Good teams respond in one of two ways, usually both:
- Slow the review down. More context in the PR description, more time per diff, explicit confirmation that the author has run the adversarial evaluation above. Reviews that used to take five minutes now take fifteen; the fifteen is well spent.
- Narrow the scope. Smaller diffs, more reviews per ticket. The temptation with AI tooling is to land larger chunks of work per round because the tool will gladly write them. Resist. Diff size is inversely proportional to review quality, and AI output makes that curve steeper, not flatter.
The team-level signal to watch for is blame log decay. When “git blame” increasingly lands on commits whose author-of-record didn’t write the code and can’t remember the reasoning, review has already degraded. You are now debugging a codebase nobody on the team fully authored. That is a harder codebase to debug than one the team wrote by hand — and it is a much harder codebase than the one the adoption narrative promised.
4. The handoff nobody trains for — throwing it away
The three handoffs above get the attention. The skill that decides whether the three handoffs pay off gets almost none: knowing when to throw the output away.
Not tweak it. Not argue with it. Not salvage it. Discard it, re-read the spec, and start over.

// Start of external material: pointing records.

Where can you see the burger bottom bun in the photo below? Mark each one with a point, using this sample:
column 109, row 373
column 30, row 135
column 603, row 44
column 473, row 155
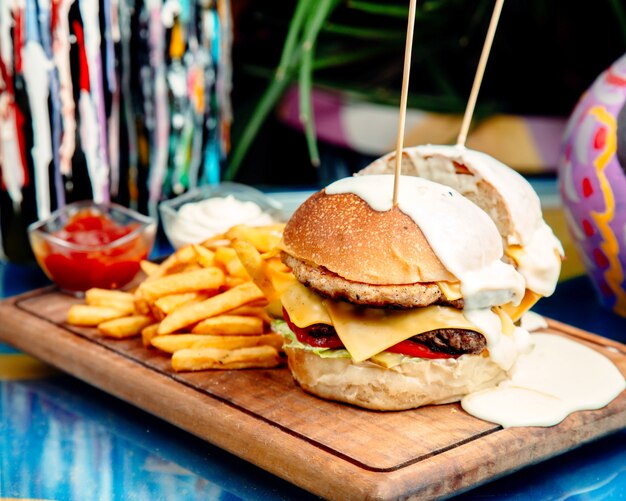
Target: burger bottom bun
column 405, row 386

The sunk cost fallacy has a new surface area, and it looks like this: the output is seventy percent right. One more round will fix it. Two more rounds will fix it. At the fifth round you have a Frankenstein diff that nobody, including the tool, has a coherent model of, and the team lead is about to approve it because it’s Friday. The mistake happened at round two, when the output should have been thrown away and the spec re-written. Each subsequent round added inconsistency without adding correctness, and the total inconsistency is now greater than any individual round can repair.

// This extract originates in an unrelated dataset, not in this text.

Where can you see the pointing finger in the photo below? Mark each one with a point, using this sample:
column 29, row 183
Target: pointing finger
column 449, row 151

A working heuristic: if the third attempt on a problem is not clearly better than the first, throw all three away and re-spec. Your prompt is the problem, not the tool. Iterating on bad output is cheaper than re-specifying only on paper — in practice it is always more expensive, because you are paying with attention instead of time, and attention does not restore with a coffee.
Engineers who can cut losses on bad output ship better code than engineers who write it all by hand. Engineers who can’t cut losses ship worse code than either — faster, but worse, and reviewed by a team that has already stopped pushing back. The skill is simple to describe and almost impossible to institutionalize, because throwing work away looks like waste to a manager who wasn’t in the loop, and the engineer who does it correctly has nothing to show for the afternoon but a cleaner spec. Protect this skill on your team. It is the one that doesn’t show up on a dashboard.
What this isn’t
None of this is an argument against adoption. The leverage is real. It is an argument that the leverage only materializes if the handoffs are treated as engineering work rather than paperwork. The vendors ship a tool. The handoffs are your job.

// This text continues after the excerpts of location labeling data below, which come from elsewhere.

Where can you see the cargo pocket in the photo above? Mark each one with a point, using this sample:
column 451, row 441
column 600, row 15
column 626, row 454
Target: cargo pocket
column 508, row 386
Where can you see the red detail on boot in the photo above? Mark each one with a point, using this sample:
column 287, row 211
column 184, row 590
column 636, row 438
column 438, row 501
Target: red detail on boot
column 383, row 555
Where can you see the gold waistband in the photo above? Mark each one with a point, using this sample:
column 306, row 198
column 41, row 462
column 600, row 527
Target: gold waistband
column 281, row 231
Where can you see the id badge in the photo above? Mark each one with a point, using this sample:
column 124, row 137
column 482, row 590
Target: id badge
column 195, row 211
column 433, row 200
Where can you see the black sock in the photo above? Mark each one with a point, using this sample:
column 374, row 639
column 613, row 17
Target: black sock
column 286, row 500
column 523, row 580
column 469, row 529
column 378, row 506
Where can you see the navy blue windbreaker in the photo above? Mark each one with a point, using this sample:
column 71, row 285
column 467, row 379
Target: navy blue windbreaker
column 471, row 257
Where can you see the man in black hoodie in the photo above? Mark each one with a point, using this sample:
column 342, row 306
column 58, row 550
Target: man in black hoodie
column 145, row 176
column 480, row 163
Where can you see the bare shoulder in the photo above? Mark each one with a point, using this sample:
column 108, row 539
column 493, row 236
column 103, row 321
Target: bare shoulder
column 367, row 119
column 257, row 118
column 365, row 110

A team that writes tight specs, evaluates output adversarially, slows reviews to match the new load, and throws bad output away without ceremony will compound AI-assisted work into something meaningfully better than hand-written work. A team that skips any one of those will adopt the same tool and get a pile of confidently wrong diffs reviewed by increasingly disengaged humans. Same tool. Same vendor. Same benchmarks. Different outcome.
The handoffs aren’t the friction around the work. They are the work.